I do have to say none of her offensive sofas seemed all that offensive to me, and many looked more comfortable than the ones she recommended. She also said she'd never sat in any of the recommended ones, which seems like a huge flaw. Comfort should be #1 in buying a sofa. I actually agree with the art and the tiny rugs, but not enough to really care about what other people do in their houses.
I can read it more charitably, that her job is to show people how to social-climb in the mass-market segments of the US economy, and part of that is to recognize that the rules in any year are just matters of fashion. She does mock advice to "just get the best" at a impossible prices, but that's not her readers, I should think.
The sofa post was odd. Don't get a sofa that looks at all comfortable. Get one that is as square as possible and looks horrible to sit on, and that you know you'll end up with loads of cushions on so you can slouch in comfort, thus violating one of her earlier rules about fussiness.

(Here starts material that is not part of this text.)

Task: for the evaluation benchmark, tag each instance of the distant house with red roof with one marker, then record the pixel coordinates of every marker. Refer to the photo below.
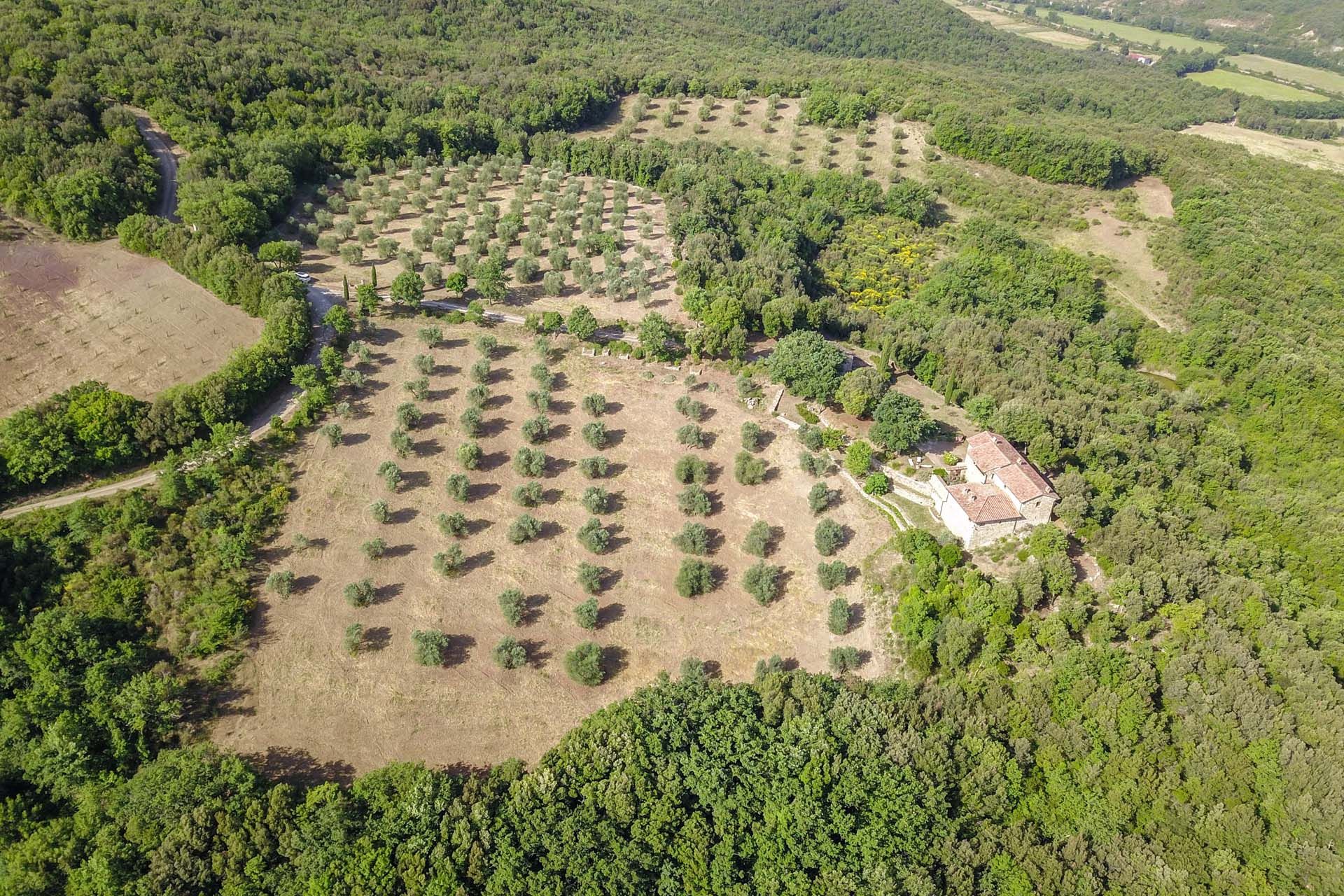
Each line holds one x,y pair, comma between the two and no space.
1002,493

The art one made sense though. My parents have a big square picture that we got my mum for her 60th, and my dad has hung it so bizarrely that it pains me to see it. (And I am really not precious about home decor.) It looked good in their old house, but god knows what he was thinking when they moved. I am almost tempted to say to them that if they don't like it - and given the placing, it's hard to believe they care about it at all - can I have it please?